Many youths in the system are viewed by some as throwaway kids, for a variety of reasons. Labels like "low achiever" and "troublemaker" do a lot to mark a young person. Once these kids are labeled, it takes a lot for those preconceived views to be removed. I spent a year and a half as a program director running a street-outreach program and drop-in center for lesbian, gay, bisexual and transgender youth. The Ruth Ellis Center, in Highland Park, Mich., certainly provided me with numerous opportunities to help and mentor. There was a strong need to find a positive resolution for kids who were homeless and/or kicked out onto the street.

Tucson is a stopover for runaways heading west; locals with hearts, please take note and prepare. You may have what it takes to be surrogate parent and get a young person back on track.

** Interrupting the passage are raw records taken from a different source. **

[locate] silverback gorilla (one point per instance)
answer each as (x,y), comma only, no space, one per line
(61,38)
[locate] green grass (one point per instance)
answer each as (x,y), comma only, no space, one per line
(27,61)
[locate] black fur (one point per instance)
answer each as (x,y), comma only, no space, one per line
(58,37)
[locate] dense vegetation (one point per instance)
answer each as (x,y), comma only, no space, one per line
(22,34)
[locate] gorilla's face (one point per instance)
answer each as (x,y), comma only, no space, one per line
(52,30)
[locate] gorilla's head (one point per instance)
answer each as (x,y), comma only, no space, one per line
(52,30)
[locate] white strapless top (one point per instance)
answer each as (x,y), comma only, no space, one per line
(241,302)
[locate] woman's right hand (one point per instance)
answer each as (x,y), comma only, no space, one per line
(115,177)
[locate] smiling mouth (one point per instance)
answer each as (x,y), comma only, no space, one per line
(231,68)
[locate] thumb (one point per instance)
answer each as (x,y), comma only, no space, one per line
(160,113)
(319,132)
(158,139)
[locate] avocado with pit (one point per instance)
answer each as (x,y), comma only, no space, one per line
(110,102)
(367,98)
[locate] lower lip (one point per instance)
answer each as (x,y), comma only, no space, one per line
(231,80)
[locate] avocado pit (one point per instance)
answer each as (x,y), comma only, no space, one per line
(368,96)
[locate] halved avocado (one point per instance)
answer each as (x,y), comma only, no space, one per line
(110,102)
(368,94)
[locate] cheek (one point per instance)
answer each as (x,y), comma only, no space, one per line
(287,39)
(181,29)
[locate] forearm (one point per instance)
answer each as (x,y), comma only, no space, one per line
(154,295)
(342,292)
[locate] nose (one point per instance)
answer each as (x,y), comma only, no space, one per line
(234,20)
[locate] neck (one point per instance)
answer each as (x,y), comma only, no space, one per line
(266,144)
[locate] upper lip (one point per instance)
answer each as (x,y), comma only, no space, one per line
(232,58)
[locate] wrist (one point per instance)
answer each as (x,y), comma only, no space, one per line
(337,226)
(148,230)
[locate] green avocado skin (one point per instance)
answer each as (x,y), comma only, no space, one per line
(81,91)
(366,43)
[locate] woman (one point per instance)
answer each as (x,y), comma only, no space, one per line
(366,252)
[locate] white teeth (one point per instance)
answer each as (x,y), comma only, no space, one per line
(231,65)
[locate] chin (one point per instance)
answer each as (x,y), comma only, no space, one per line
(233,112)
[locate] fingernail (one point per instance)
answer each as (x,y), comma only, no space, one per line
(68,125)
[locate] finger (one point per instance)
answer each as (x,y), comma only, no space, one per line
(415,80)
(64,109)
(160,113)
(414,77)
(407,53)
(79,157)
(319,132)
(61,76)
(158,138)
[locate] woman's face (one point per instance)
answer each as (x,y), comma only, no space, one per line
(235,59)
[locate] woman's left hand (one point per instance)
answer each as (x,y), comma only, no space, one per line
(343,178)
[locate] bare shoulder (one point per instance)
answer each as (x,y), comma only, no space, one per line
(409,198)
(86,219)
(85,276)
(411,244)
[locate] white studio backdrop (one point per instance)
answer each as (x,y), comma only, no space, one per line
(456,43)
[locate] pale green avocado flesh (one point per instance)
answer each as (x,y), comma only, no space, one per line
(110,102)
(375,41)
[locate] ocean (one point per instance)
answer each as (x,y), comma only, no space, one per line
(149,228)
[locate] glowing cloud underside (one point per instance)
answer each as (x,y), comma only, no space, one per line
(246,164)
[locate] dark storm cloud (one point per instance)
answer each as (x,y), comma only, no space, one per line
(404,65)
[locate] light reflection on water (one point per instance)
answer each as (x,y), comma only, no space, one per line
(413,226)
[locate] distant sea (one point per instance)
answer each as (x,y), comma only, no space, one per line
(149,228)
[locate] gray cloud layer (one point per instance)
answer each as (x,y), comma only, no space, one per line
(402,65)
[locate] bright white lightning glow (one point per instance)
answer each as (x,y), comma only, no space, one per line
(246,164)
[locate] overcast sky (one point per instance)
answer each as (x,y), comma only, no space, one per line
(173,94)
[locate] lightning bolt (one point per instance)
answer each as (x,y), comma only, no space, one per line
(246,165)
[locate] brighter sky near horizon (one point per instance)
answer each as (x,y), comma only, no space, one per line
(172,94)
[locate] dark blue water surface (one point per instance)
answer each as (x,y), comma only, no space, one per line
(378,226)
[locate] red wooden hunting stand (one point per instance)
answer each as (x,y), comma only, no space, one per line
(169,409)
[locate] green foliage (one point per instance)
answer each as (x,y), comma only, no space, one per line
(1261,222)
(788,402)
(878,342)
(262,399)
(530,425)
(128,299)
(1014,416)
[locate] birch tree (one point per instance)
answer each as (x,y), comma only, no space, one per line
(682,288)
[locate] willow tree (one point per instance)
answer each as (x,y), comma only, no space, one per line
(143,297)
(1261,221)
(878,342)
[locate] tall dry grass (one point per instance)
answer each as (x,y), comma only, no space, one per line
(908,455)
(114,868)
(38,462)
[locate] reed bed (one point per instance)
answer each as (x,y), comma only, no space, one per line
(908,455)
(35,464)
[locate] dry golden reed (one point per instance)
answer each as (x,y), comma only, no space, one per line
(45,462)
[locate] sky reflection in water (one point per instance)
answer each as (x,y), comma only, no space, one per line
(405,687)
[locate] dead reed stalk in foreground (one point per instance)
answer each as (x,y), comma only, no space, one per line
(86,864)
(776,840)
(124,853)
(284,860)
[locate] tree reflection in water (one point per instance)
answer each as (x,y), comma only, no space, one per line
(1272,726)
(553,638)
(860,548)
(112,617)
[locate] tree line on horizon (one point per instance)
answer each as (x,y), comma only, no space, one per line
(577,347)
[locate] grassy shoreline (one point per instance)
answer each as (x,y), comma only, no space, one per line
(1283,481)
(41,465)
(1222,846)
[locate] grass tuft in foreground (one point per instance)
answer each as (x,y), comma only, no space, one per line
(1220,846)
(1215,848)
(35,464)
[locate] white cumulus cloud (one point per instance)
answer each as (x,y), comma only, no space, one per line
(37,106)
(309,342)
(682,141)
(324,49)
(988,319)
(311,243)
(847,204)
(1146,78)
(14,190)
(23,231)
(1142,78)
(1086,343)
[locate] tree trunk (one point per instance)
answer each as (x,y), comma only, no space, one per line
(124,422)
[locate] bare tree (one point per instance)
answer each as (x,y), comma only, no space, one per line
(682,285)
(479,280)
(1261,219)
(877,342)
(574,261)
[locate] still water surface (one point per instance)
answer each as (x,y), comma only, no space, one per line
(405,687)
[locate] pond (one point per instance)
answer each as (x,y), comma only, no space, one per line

As for parents, many of them are reluctant to "be real" with the issues, so kids do what is easiest: They turn to ill-equipped friends who believe they have all the answers. There is a fine line between being open enough to talk to your kids honestly and trying to be their best friend. Parenting is hard work, and with teens, it can sometimes seem impossible, because what has worked for previous generations of parents simply won't do with the current generation.

Possible solutions include real, honest communication; setting goals together with reasonable timeframes; allowing young people to make mistakes; making sure they understand that poor choices lead to poor consequences; and letting teens learn life lessons so they discover how to stand on their own two feet.

But most importantly, we need to let them know--on an ongoing basis--that they are loved and cared about, and that they do indeed matter. We have to give them a platform and listen; that's where compromise comes in. We all want respect, and it's earned on both sides.